In case of jute yarn and twine, the country fetched 35 percent higher earnings at $660.72 million in the same period, according to the latest data of the Export Promotion Bureau (EPB).  

Export earnings from jute sacks and bags have also soared 23.63 percent to $116.57 million in the first nine months of FY21, said the EPB.

Millers said sales of 100,000 bales of previous stocks of jute sacks by state-run Bangladesh Jute Mills Corporation and private mills and higher demand for new carpets in the West amid increasing stays at home for lockdowns buoyed shipments of jute yarn.

"Export value has increased mainly because of prices of raw jute," said an official of Akij Jute Mills (AJM), one of the world's biggest jute yarn manufacturers in terms of processing capacity.

Prices of raw jute, the key ingredient of jute yarn, almost doubled from around Tk 2,200 per maunds (around 37 kilogrammes). And this is being reflected in the export receipts, said the official.

Citing jute yarn, which accounts for more than three-fourths of the country's export proceeds from jute and jute goods, the AJM official said average monthly shipment from the country’s premier Chattogram Port was 36,704 tonnes in 2020, up 3 per cent from that in the previous year.

"Uses of jute yarn have not increased. Uses of jute and market of jute would have increased had we been competitive in prices," he observed.

This is a record export growth in value registered by millers and exporters in recent years.
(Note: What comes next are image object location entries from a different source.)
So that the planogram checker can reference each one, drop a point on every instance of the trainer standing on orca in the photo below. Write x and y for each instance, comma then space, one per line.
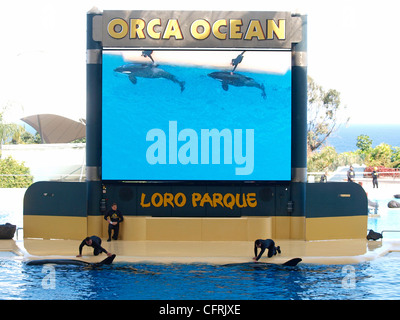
114, 218
263, 245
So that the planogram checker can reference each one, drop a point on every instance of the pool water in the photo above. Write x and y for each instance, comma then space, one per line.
125, 281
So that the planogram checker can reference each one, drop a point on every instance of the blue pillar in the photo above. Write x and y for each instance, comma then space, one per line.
299, 122
93, 116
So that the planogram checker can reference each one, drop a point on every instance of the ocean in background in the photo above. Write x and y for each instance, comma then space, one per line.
345, 138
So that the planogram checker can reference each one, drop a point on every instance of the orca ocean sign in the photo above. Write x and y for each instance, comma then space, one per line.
178, 105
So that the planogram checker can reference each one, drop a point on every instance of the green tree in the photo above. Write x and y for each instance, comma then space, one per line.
14, 174
323, 116
396, 157
8, 131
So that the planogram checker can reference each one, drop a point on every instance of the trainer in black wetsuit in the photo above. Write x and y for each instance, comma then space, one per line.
94, 242
263, 245
114, 218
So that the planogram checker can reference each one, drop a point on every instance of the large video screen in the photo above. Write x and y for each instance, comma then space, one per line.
184, 115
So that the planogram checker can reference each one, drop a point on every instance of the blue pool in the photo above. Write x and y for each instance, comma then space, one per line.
376, 279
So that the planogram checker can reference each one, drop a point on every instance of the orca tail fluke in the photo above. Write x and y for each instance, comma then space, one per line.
263, 94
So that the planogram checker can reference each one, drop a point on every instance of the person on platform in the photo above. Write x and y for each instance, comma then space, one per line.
114, 218
95, 243
351, 174
263, 245
375, 176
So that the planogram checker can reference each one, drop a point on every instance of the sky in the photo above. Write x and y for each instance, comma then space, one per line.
353, 47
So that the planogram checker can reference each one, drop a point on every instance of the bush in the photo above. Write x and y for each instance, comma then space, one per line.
14, 174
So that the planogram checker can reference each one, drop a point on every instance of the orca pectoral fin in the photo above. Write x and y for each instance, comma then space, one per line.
132, 78
292, 262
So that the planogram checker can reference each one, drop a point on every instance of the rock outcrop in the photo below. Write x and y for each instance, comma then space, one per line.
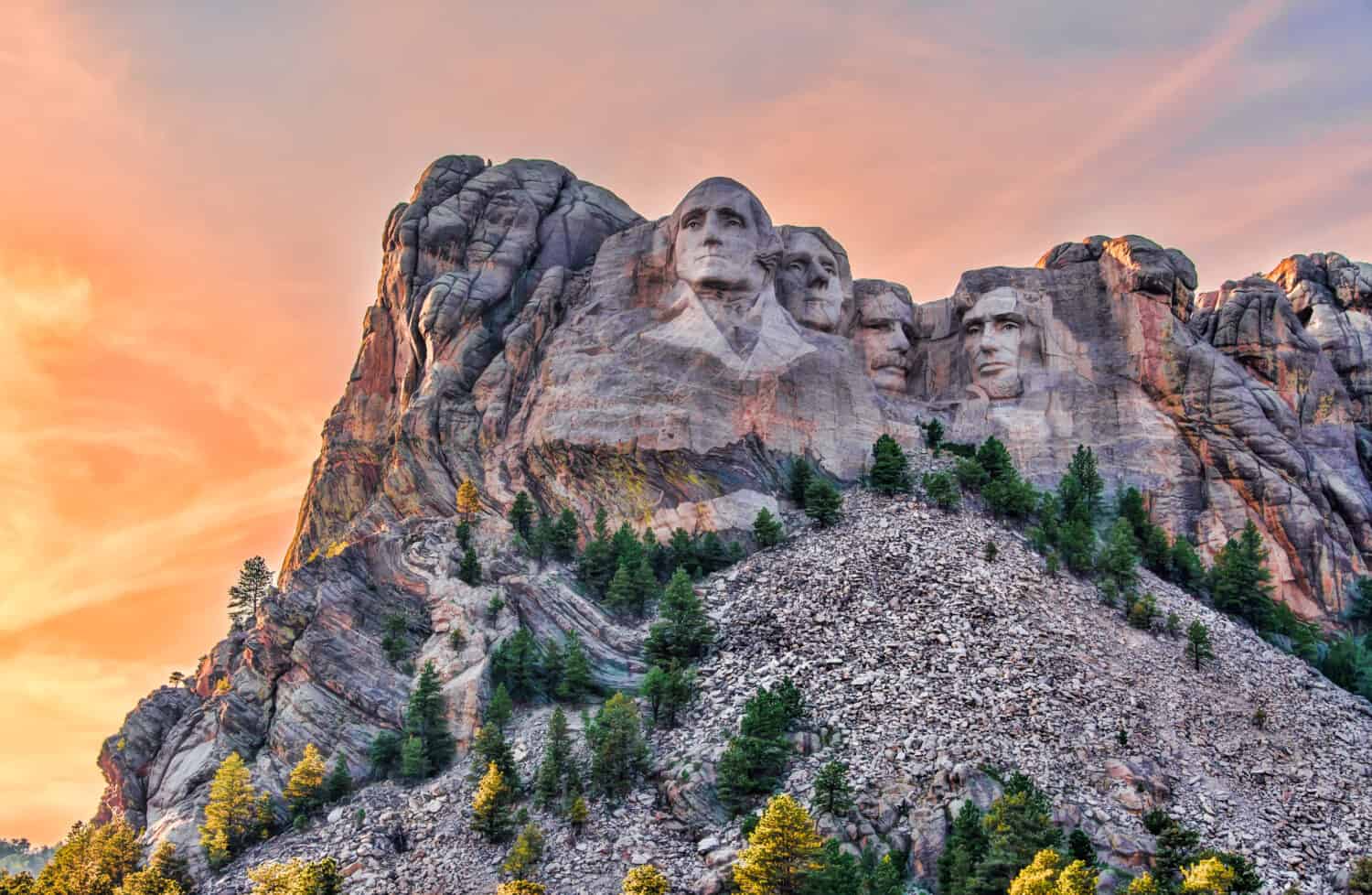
534, 334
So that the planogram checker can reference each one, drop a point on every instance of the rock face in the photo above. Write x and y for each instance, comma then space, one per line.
532, 332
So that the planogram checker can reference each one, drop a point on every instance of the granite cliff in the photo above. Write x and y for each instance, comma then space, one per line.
534, 334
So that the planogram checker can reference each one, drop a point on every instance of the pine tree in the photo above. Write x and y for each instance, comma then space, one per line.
471, 568
800, 478
682, 631
576, 681
551, 782
564, 535
468, 500
425, 718
339, 782
767, 529
247, 595
413, 760
521, 515
501, 707
1239, 581
823, 504
527, 851
619, 754
1198, 642
645, 880
230, 817
781, 853
305, 788
833, 795
490, 804
667, 691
Jute and jute goods exports rebounded in fiscal 2019-20 after a 20 per cent fall the previous year.

And this year, export earnings continued to stay in the positive thanks to production shortages in two major jute producing nations, Bangladesh and India, and relatively good demand for jute goods and yarn, according to jute traders. 

Just after the harvesting of raw jute in the July-August period of 2020, prices of raw jute began rising.

Prices crossed previous record highs by the end of September, 2020 amid middlemen increasing their stocks and slow release by farmers to cash in on supply shortages resulting from a flood-induced production fall.

The spiralling prices alarmed millers and they demanded that the government curb exports of raw jute to ensure increased availability in the domestic market.

Khondaker Golam Moazzem, research director of the Centre for Policy Dialogue (CPD), said this has been an unusual year for the jute sector.

"It is an exceptionally good year for jute exports as shipments have not declined. Instead, it has increased," he added.

In February the raw jute prices hit a new high as the natural fibre traded for as much as Tk 5,300 per maund (one maund equals 37 kilogrammes) at local markets in Faridpur, the biggest producing district, as supply shortage became acute.

The latest data shows that prices soared 29 per cent from Tk 4,100-4,200 per maund in the third week of January, according to traders.

The Department of Agricultural Extension (DAE) estimates that farmers bagged 72.86 lakh bales last season after counting flood related losses.

Md Zahid Miah, chairman of the Bangladesh Jute Spinners Association (BJSA), said jute mills require 55 lakh tonnes of raw jute to make yarn and other jute goods.